La première fois que Diego Simeone a affronté Chelsea en tant que manager de l’Atletico Madrid, cela lui a valu une augmentation de plusieurs millions d’euros, des années supplémentaires sur son contrat et une place en finale de la Ligue des champions. Aucune des offres ci-dessus n’est proposée le mardi lorsque Los Rojiblancos hébergez le club de Stamford Bridge, bien que dans la capitale roumaine de Bucarest en raison de la pandémie COVID-19.

L’augmentation et le nouveau contrat sont venus parce que, comme d’habitude, Roman Abramovich a vu quelque chose de brillant, cool et attrayant et a immédiatement essayé de l’acquérir. C’était la saison 2013-14. À l’époque, comme maintenant, Atleti faisait le cas le plus fort possible pour être champion d’Espagne. Ils venaient juste d’éliminer Barcelone de la Ligue des champions, enregistrant la première victoire de Simeone sur le Blaugrana en tant qu’entraîneur (il a dû attendre plus tôt cette saison, près de sept ans plus tard, pour remporter sa première victoire en Liga contre eux) et le match nul en demi-finale avait séparé Atleti et le Real Madrid.

Jose Mourinho (probablement encore « The Special One » à l’époque plutôt que « The Special Once ») était l’entraîneur-chef de Chelsea, et avec deux médailles en Ligue des champions et une victoire en Ligue Europa à son actif, était un grand favori pour remettre cet argentin supérieur à sa place.
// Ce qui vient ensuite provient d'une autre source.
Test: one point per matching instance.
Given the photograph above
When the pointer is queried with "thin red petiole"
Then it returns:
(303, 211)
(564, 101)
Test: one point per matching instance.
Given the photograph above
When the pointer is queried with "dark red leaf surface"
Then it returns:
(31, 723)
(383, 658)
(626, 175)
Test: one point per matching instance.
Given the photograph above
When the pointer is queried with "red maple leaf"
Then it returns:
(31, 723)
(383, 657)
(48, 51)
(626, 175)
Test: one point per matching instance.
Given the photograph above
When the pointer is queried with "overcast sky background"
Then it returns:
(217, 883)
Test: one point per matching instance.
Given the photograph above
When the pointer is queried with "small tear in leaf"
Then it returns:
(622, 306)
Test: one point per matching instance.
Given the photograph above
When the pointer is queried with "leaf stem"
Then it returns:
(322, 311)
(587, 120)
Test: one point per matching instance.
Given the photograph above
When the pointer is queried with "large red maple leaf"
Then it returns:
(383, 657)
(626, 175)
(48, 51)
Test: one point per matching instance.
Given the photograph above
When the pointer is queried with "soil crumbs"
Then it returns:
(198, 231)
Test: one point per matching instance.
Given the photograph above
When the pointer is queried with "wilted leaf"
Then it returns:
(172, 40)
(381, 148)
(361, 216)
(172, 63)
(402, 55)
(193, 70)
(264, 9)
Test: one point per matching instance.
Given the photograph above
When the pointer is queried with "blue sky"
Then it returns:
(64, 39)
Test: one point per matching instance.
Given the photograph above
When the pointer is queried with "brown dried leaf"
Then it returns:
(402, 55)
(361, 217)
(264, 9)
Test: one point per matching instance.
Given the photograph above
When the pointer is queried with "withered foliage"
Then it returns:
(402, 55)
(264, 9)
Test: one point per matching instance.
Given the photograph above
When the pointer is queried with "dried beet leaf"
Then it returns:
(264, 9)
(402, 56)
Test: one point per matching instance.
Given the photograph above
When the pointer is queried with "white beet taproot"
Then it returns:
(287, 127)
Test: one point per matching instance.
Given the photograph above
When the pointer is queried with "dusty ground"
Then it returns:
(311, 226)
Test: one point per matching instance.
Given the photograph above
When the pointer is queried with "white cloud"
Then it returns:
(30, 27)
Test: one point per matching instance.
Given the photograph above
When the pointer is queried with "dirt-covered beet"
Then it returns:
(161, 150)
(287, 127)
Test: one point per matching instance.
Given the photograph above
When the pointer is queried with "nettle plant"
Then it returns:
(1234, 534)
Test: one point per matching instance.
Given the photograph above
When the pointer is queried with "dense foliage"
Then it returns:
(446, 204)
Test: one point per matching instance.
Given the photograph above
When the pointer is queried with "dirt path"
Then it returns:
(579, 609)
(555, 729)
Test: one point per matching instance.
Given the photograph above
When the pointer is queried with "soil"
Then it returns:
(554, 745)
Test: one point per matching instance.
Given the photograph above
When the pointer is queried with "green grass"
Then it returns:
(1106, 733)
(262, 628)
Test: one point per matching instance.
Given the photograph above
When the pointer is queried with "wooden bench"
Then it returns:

Chelsea avait persuadé Mourinho de revenir de Madrid, où il avait remis à Simeone, lors de sa première saison de l’Atleti, deux défaites de « Bienvenue en Espagne » (total 4-1) avant de répondre avec une agression typique en remportant la finale de la Copa del Rey. contre Mourinho à l’occasion de son dernier match à la tête de Madrid – et au Santiago Bernabeu pour faire bonne mesure. Trois buts, prolongations, les règles du football ont non seulement atteint le point de rupture des deux côtés, mais – comme deux cartons rouges ont été montrés à Gabi et Cristiano Ronaldo – ont été mâchées et crachées. Atleti a emballé le grand vieux trophée dans son sac et l’a chassé du siège de Madrid.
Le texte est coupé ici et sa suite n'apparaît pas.